Recipient: Oak Ridge National Laboratory
Title: Low-Cost Nano-engineered Transparent Electrodes for Highly Efficient OLED Lighting
Summary: This project addresses two challenges crucial to improving the efficiency of organic LEDs: enhanced internal quantum efficiency via control over the singlet/triplet ratio, and enhanced carrier transport through poorly conducting organic materials by using carbon nanotubes as low-cost transparent electrodes.

Recipient: Los Alamos National Laboratory
Title: Hybrid Nanoparticle/Organic Semiconductors for Efficient Solid-State Lighting
Summary: The objective of this project is to establish a new class of high-efficiency, low-voltage, stable hybrid OLEDs for general illumination. This new class of hybrid OLEDs will be fabricated from organic/inorganic nanoparticle composite semiconductors.

Recipient: Sandia National Laboratories
Title: Nanostructural Engineering of Nitride Nucleation Layers for GaN Substrate Dislocation Reduction
Summary: This project proposes to develop MOCVD growth methods to further reduce GaN dislocation densities on sapphire which inhibit device efficiencies. This study will first firmly establish the correlation between the nuclei density and dislocation density. Following this, methods to reduce the nuclei density - while still maintaining the ability to fully coalesce the GaN films - will be investigated.

Recipient: Sandia National Laboratories
Title: Nanowire Templated Lateral Epitaxial Growth of Low Dislocation Density GaN
Summary: This project proposes to develop decreased defect density GaN substrates enabling higher efficiency LED devices. This goal is to be accomplished by developing growth techniques for GaN nanowires which are then induced to grow laterally and coalesce into a high quality planar film.
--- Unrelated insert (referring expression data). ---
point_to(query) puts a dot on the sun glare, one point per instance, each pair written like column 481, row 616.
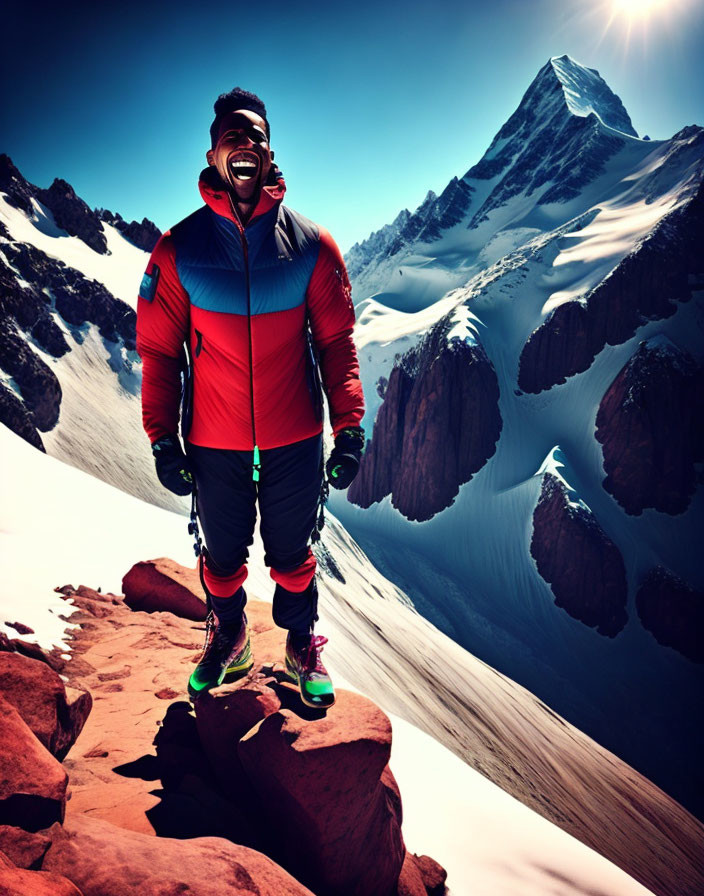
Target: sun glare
column 638, row 9
column 634, row 21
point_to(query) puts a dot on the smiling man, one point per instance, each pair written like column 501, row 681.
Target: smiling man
column 240, row 282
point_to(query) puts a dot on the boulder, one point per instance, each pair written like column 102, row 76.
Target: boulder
column 433, row 874
column 163, row 585
column 323, row 781
column 23, row 848
column 18, row 882
column 104, row 860
column 573, row 554
column 649, row 424
column 224, row 716
column 55, row 715
column 673, row 612
column 644, row 286
column 437, row 426
column 32, row 782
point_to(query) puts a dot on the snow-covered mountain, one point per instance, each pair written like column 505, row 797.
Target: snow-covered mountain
column 70, row 377
column 556, row 787
column 531, row 349
column 496, row 411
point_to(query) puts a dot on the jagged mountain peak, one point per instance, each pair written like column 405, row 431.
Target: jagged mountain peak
column 586, row 91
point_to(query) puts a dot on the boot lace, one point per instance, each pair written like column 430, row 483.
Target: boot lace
column 209, row 633
column 311, row 654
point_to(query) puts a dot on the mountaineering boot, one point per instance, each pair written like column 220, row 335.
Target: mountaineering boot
column 305, row 667
column 227, row 652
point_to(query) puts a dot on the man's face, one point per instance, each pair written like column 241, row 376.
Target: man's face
column 241, row 154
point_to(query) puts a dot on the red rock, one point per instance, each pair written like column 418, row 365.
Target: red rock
column 649, row 426
column 434, row 875
column 410, row 881
column 164, row 585
column 32, row 782
column 104, row 860
column 320, row 782
column 55, row 715
column 437, row 426
column 224, row 715
column 23, row 848
column 574, row 555
column 17, row 882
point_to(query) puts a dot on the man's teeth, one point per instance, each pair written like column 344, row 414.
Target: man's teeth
column 243, row 169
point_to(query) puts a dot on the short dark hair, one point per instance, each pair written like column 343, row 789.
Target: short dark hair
column 237, row 98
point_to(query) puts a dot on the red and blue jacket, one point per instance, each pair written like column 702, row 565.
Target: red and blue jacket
column 238, row 297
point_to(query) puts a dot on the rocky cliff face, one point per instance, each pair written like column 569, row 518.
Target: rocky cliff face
column 437, row 426
column 73, row 215
column 673, row 612
column 70, row 212
column 581, row 564
column 244, row 781
column 36, row 291
column 663, row 270
column 650, row 426
column 144, row 234
column 550, row 148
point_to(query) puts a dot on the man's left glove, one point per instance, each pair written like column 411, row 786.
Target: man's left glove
column 343, row 463
column 172, row 465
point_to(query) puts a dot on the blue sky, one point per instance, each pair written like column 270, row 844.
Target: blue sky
column 370, row 104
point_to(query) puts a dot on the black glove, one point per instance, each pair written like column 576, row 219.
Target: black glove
column 343, row 463
column 172, row 465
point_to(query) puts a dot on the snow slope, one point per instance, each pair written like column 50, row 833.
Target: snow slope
column 61, row 526
column 514, row 258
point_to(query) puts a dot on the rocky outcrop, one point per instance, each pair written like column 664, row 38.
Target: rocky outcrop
column 326, row 780
column 77, row 299
column 646, row 285
column 673, row 612
column 651, row 429
column 144, row 234
column 36, row 381
column 437, row 426
column 18, row 191
column 19, row 882
column 34, row 290
column 72, row 214
column 55, row 715
column 573, row 554
column 16, row 416
column 244, row 783
column 32, row 782
column 162, row 585
column 23, row 848
column 105, row 860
Recipient: Argonne National Laboratory
Title: Low Cost Transparent Conducting Nanoparticle Networks for OLED Electrodes
Summary: Development of transparent conductive oxides (TCOs) is critical for OLED device efficiency. This project proposes an innovative transparent conducting layer consisting of a self assembled network of conducting particles whose nanometer dimensions and large open area ratios make them much more transparent for a given electrical conductivity than conventional TCOs.